Before Thomas, P.j., Lee, And Southwick, JJ.
The opinion of the court was delivered by: Thomas, P.j.
DATE OF JUDGMENT: 12/02/1997
TRIAL JUDGE: HON. BILLY JOE LANDRUM
COURT FROM WHICH APPEALED: JONES COUNTY CIRCUIT COURT
DISTRICT ATTORNEY: JEANNENE T. PACIFIC
NATURE OF THE CASE: CRIMINAL - FELONY
TRIAL COURT DISPOSITION: CONVICTION ON THREE COUNTS OF MANSLAUGHTER AND 20 YRS. SENTENCE ON EACH COUNT TO RUN CONSECUTIVELY.
DISPOSITION: REVERSED AND REMANDED -03/23/99
MOTION FOR REHEARING FILED:
¶1. Billy Wayne Kelly appeals to this Court his conviction of three counts of manslaughter in the Jones County Circuit Court. From that conviction, Kelly was sentenced to serve a term of twenty years on each count with each sentence to run consecutively with the Mississippi Department of Corrections. Feeling aggrieved, Kelly assigns the following issues, taken verbatim from appellant's brief, as error:
I. THE COURT ERRED IN RULING ADMISSIBLE FOR TRIAL THE DEFENDANT'S CONFESSION OF 09-09-96, SINCE THE DEFENDANT TESTIFIED AT THE HEARING THAT THE CHIEF INVESTIGATING OFFICER HAD MADE THREATS AND PROMISES AND THE DA NEVER PUT THE OFFICER ON TO REBUT THE ALLEGATIONS.
II. THE COURT ERRED IN ADMITTING INTO EVIDENCE THE DEFENDANT'S CONFESSION OF 09-09-96, AS THE CONFESSION WAS INVOLUNTARILY GIVEN, AND THE PRODUCT OF PROLONGED POLICE INTERROGATION IN VIOLATION OF THE FOURTH, FIFTH, SIXTH, AND FOURTEENTH AMENDMENTS TO THE UNITED STATES CONSTITUTION AND SECTIONS 23 AND 26 OF THE MISSISSIPPI CONSTITUTIONS.
III. WHETHER THE PROSECUTION COMMITTED DISCOVERY VIOLATIONS WHICH GRAVELY PREJUDICED BILLY WAYNE KELLY; AND WHETHER THE COURT ERRED IN NOT GRANTING A CONTINUANCE AND FUNDS FOR THE DEFENSE TO RETAIN A REBUTTAL EXPERT WITNESS.
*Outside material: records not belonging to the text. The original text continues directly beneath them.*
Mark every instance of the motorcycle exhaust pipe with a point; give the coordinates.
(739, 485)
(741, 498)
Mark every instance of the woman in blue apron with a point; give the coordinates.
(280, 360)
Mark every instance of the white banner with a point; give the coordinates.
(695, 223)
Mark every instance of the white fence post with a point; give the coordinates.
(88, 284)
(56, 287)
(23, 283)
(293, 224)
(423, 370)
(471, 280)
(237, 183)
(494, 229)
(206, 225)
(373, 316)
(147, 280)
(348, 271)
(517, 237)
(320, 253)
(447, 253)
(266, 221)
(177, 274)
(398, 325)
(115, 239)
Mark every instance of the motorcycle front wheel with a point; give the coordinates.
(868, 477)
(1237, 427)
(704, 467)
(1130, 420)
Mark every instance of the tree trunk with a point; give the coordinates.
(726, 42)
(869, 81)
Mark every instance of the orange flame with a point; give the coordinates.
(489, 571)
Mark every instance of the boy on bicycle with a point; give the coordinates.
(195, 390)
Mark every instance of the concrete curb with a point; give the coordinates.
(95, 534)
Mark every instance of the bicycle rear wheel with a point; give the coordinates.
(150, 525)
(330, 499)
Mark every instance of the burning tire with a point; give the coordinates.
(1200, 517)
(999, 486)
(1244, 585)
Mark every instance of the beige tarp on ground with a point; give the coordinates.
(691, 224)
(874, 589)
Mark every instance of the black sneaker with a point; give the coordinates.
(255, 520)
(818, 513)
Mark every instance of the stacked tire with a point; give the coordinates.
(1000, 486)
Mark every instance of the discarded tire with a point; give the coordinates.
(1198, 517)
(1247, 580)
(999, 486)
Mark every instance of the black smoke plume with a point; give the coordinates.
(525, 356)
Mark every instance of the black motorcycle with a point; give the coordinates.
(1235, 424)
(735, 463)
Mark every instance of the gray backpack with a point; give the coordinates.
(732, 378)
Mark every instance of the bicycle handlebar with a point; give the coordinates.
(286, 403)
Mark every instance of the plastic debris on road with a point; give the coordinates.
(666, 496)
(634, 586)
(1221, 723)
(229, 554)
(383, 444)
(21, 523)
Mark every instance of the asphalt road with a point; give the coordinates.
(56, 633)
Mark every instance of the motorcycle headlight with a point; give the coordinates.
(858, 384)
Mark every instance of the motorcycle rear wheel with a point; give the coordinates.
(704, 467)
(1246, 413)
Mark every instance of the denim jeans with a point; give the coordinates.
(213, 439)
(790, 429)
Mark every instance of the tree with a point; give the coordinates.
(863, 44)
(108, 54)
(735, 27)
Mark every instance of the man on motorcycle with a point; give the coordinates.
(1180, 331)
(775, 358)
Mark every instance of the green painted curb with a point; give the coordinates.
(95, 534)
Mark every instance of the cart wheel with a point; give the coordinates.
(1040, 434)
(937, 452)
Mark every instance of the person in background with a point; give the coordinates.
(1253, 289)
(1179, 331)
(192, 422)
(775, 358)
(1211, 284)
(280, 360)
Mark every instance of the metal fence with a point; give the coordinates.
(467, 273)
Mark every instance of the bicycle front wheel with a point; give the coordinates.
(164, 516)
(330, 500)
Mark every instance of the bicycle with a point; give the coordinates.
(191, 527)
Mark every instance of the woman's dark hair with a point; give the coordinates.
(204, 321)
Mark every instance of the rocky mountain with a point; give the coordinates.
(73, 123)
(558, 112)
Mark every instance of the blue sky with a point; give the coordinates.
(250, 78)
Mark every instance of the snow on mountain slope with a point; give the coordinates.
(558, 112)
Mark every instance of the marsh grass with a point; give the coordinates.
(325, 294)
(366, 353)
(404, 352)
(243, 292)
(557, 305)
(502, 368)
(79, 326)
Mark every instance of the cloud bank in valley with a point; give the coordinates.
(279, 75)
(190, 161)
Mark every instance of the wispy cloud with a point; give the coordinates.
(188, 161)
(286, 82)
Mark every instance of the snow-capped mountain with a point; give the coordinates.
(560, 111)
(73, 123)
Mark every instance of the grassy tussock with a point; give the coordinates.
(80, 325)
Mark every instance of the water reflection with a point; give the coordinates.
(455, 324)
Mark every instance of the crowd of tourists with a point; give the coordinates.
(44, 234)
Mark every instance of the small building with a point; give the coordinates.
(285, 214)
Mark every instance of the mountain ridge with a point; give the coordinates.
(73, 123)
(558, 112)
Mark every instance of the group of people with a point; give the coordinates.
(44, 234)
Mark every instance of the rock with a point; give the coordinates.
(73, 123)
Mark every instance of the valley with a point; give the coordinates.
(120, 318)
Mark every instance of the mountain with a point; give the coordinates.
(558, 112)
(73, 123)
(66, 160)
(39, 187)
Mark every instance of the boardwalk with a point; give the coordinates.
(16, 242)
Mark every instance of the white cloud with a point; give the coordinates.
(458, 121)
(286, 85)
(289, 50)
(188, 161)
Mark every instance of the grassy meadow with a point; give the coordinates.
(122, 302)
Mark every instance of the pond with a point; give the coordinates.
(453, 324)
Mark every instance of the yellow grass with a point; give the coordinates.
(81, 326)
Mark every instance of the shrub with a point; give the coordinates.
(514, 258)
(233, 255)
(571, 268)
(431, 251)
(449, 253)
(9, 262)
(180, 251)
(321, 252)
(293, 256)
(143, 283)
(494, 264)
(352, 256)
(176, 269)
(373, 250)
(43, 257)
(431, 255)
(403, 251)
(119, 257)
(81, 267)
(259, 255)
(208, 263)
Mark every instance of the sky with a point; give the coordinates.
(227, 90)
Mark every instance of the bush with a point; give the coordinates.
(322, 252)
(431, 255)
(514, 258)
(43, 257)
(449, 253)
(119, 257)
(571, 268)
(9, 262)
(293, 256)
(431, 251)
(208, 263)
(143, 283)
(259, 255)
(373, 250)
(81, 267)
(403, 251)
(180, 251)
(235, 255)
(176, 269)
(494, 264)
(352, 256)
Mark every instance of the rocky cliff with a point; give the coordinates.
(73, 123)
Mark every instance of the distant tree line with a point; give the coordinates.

IV. WHETHER THE PROSECUTORS ELICITED IRRELEVANT, PREJUDICIAL TESTIMONY IN REGARDS TO THE DEFENDANT BEING IN JAIL, OVER OBJECTION.
V. WAS THERE REVERSIBLE ERROR, WHEN THE DISTRICT ATTORNEY, ON CROSS-EXAMINATION OF THE DEFENDANT, ASKED A SERIES OF INFLAMMATORY, IRRELEVANT AND PREJUDICIAL QUESTIONS, REGARDING PRIOR BAD ACTS AND MISCONDUCT, ALL OVER CONTINUING OBJECTION, MANY OF WHICH HAD PREVIOUSLY BEEN RULED INADMISSIBLE, AND MOST OF WHICH WERE ASKED WITHOUT A TIME FRAME, FOUNDATION AND NEVER PROVED?
VI. THE TRIAL COURT ERRONEOUSLY ALLOWED THE ADMISSION OF EVIDENCE OF PRIOR BAD ACTS OF THE DEFENDANT BY THE PROSECUTOR WHOSE PREJUDICIAL EFFECT OUTWEIGHED ANY PROBATIVE VALUE OF THE EVIDENCE.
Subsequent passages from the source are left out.